Permanently Impermanent on the Net Nation



Rebecca wearing her grandfather's glasses in 2002

Back in that other century it seemed to me that change was slow and almost not noticeable. But then you reach my 77 years and suddenly I no longer avoid looking at the Vancouver Sun obituaries.

In that past century if I wanted advise on roses I went to Janet Wood who was the rose lady. There were equivalent experts for ferns, clematis, dwarf conifers, etc. Now for advice all I can do is look at myself in the mirror and then Google.

I bought my first medium format camera, a Mamiya RB-67 in 1977 and it was only about 15 years ago when they stopped making them in versions that were almost digital. Now any digital camera, as your iPhone is rendered old-hat within a couple of years.

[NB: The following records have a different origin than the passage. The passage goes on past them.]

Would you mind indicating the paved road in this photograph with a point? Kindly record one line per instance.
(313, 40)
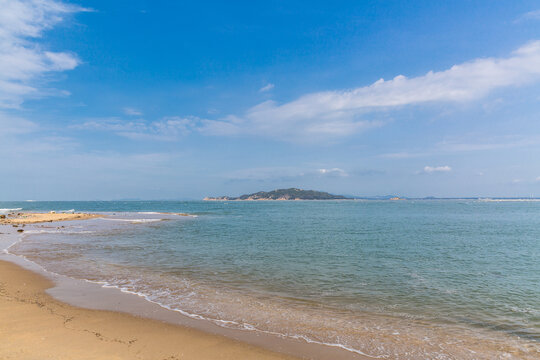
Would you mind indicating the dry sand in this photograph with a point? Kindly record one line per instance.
(33, 325)
(33, 218)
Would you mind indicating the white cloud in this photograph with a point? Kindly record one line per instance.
(23, 62)
(335, 114)
(433, 169)
(267, 87)
(167, 129)
(132, 112)
(531, 15)
(333, 172)
(14, 125)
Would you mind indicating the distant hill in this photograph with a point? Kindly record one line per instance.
(282, 194)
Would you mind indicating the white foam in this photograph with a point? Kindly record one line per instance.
(5, 211)
(33, 232)
(134, 220)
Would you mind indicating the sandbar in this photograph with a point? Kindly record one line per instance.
(33, 218)
(34, 325)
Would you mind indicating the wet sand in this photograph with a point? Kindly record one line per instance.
(18, 218)
(33, 325)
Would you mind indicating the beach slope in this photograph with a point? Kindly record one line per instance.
(33, 325)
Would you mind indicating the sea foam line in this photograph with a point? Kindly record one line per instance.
(218, 322)
(237, 325)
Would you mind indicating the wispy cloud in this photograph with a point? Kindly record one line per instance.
(335, 114)
(531, 15)
(165, 129)
(267, 87)
(23, 61)
(480, 144)
(132, 111)
(435, 169)
(333, 172)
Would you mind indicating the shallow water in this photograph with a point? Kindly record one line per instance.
(408, 279)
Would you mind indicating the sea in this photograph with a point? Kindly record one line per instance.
(425, 279)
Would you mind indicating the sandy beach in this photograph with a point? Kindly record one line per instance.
(33, 325)
(34, 218)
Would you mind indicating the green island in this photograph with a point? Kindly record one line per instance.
(282, 194)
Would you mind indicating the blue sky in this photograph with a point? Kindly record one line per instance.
(177, 100)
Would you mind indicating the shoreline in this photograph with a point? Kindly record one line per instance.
(85, 296)
(35, 325)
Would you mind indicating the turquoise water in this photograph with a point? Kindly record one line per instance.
(405, 279)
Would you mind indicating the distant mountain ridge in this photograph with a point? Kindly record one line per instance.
(282, 194)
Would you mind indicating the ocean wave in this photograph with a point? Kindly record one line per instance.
(58, 231)
(134, 220)
(231, 324)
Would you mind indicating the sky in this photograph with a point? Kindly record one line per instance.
(105, 100)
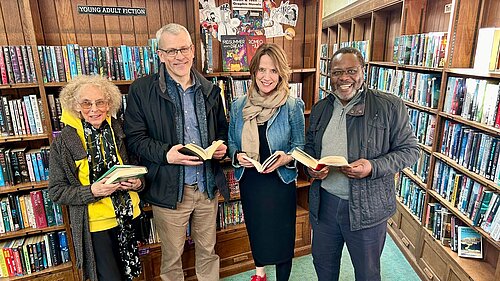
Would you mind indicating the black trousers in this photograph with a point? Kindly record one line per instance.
(333, 230)
(107, 254)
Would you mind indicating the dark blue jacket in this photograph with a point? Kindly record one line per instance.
(150, 129)
(378, 130)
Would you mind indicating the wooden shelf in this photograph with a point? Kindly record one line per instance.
(482, 180)
(23, 138)
(46, 273)
(483, 127)
(24, 187)
(30, 231)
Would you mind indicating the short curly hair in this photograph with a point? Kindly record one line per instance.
(70, 94)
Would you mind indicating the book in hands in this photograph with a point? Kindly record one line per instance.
(200, 152)
(309, 161)
(119, 173)
(266, 164)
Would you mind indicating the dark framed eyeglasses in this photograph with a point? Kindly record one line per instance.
(87, 104)
(337, 72)
(173, 52)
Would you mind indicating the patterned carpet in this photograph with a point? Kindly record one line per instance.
(394, 267)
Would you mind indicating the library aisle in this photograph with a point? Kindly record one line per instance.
(394, 267)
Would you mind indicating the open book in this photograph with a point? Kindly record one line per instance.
(266, 164)
(200, 152)
(306, 159)
(119, 173)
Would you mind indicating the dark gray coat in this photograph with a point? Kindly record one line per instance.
(65, 188)
(378, 130)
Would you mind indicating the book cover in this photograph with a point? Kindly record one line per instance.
(307, 160)
(200, 152)
(266, 164)
(233, 50)
(119, 173)
(469, 243)
(38, 208)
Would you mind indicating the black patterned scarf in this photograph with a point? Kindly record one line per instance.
(101, 155)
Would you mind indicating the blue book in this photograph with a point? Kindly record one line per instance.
(72, 62)
(125, 59)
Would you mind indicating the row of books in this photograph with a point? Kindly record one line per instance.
(410, 194)
(473, 99)
(452, 232)
(471, 148)
(17, 65)
(423, 125)
(469, 196)
(427, 49)
(230, 213)
(20, 165)
(420, 88)
(31, 210)
(362, 46)
(421, 167)
(488, 55)
(23, 116)
(323, 51)
(232, 183)
(62, 63)
(26, 255)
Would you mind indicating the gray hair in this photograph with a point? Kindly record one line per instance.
(171, 28)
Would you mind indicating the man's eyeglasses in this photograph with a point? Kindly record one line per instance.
(86, 104)
(173, 52)
(350, 71)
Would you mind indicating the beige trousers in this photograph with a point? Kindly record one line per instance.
(171, 226)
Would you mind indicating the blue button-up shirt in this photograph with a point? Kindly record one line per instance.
(192, 174)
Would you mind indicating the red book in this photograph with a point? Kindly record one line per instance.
(252, 44)
(38, 208)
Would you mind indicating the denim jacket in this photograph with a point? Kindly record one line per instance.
(285, 131)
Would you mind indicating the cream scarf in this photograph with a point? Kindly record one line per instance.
(258, 109)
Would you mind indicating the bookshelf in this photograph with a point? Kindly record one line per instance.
(47, 24)
(439, 129)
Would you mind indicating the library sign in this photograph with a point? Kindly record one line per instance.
(109, 10)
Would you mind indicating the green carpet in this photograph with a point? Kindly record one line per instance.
(393, 263)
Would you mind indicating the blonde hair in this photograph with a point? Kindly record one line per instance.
(279, 59)
(71, 93)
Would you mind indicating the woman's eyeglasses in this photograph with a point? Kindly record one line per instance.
(86, 104)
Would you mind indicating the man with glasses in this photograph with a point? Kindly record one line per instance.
(164, 111)
(351, 205)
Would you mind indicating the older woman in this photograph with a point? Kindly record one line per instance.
(101, 214)
(267, 121)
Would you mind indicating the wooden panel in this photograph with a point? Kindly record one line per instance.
(140, 25)
(83, 31)
(65, 21)
(112, 24)
(436, 20)
(12, 23)
(127, 25)
(431, 260)
(414, 14)
(491, 13)
(153, 18)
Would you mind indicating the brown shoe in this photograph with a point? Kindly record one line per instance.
(258, 278)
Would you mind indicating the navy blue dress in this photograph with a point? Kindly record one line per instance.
(269, 207)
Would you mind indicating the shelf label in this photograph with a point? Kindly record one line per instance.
(110, 10)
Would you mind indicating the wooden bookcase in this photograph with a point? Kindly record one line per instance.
(57, 23)
(381, 21)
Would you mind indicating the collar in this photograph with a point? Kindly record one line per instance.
(358, 109)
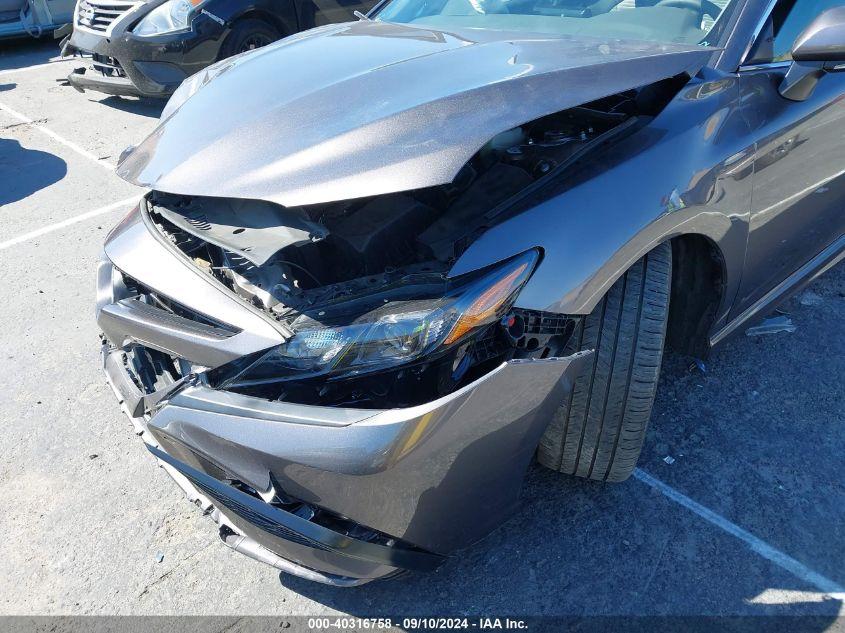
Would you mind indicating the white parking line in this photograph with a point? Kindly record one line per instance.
(60, 225)
(48, 132)
(765, 550)
(52, 62)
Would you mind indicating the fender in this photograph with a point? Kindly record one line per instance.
(623, 201)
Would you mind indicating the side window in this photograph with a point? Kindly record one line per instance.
(788, 20)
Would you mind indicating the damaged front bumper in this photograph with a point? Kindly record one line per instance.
(333, 494)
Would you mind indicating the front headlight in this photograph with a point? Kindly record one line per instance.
(395, 333)
(173, 15)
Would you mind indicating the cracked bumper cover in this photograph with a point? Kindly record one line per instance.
(436, 477)
(153, 66)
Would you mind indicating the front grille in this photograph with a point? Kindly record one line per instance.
(98, 15)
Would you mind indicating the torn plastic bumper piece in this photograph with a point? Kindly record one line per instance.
(426, 480)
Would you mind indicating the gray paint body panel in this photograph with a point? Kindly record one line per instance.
(417, 104)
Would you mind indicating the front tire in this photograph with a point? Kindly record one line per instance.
(598, 432)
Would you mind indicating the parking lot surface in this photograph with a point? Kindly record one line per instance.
(738, 506)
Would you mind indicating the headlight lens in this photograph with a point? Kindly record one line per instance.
(173, 15)
(396, 332)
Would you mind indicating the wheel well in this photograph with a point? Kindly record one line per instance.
(698, 284)
(264, 16)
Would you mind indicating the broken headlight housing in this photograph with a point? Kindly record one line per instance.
(353, 338)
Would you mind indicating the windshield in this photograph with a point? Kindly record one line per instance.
(671, 21)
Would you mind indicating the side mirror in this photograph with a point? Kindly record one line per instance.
(820, 48)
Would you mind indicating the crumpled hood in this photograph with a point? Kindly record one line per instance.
(368, 108)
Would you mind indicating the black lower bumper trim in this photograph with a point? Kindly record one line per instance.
(290, 527)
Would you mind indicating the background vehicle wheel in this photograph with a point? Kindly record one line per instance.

There were some who said that the internet was permanent. Anything you put into it was there in perpetuity. I have found that this is not true.

My web page and blog are domain name and web hosted by a company called Net Nation. At one time they were here in Vancouver by the Bentall Centre. They have long been purchased by a US company.

Somehow this company has never been able to catch on the efficient idea of billing me for both services at the same time. Twice in a near past year I suffered the indignity of not remembering that my credit card had a new expiry date. My web page was yanked as somehow I did not heed the Net Nation warning. In the case of the web page it took about a whole week for bits of it to slowly come to a zero/one reality. I have learned my lesson. But every time I am asked by the company how I would like to have them improve their service they ignore my suggestion of billing me one a year.

A friend in Portland, Curtis Daily, the baroque string bassist, informed me a month ago that the lead photo of my granddaughter Rebecca on my web page was gone and replaced by code gobbledegook. My friend artist, but former designer, Ian Bateson has told me that my 2004-designed web page by the local Skunkworks has coding that has expired its relevancy.

The folks at Skunkworks are busy trying to remedy the situation. I was asked to provide them with the password for my web page. Are you kidding? Would I remember a password from 2004. All this has been solved and soon, I hope, Rebecca will be back where she belongs at the start of my web page.

But all this shows you just how impermanent anything related to the web and things digital.
If Dante were alive he would assign the darkest hole in hell to those who invented pin numbers and passwords. They would share their ultra-hot darkness with Steve Jobs who ruined this century with his iPhone.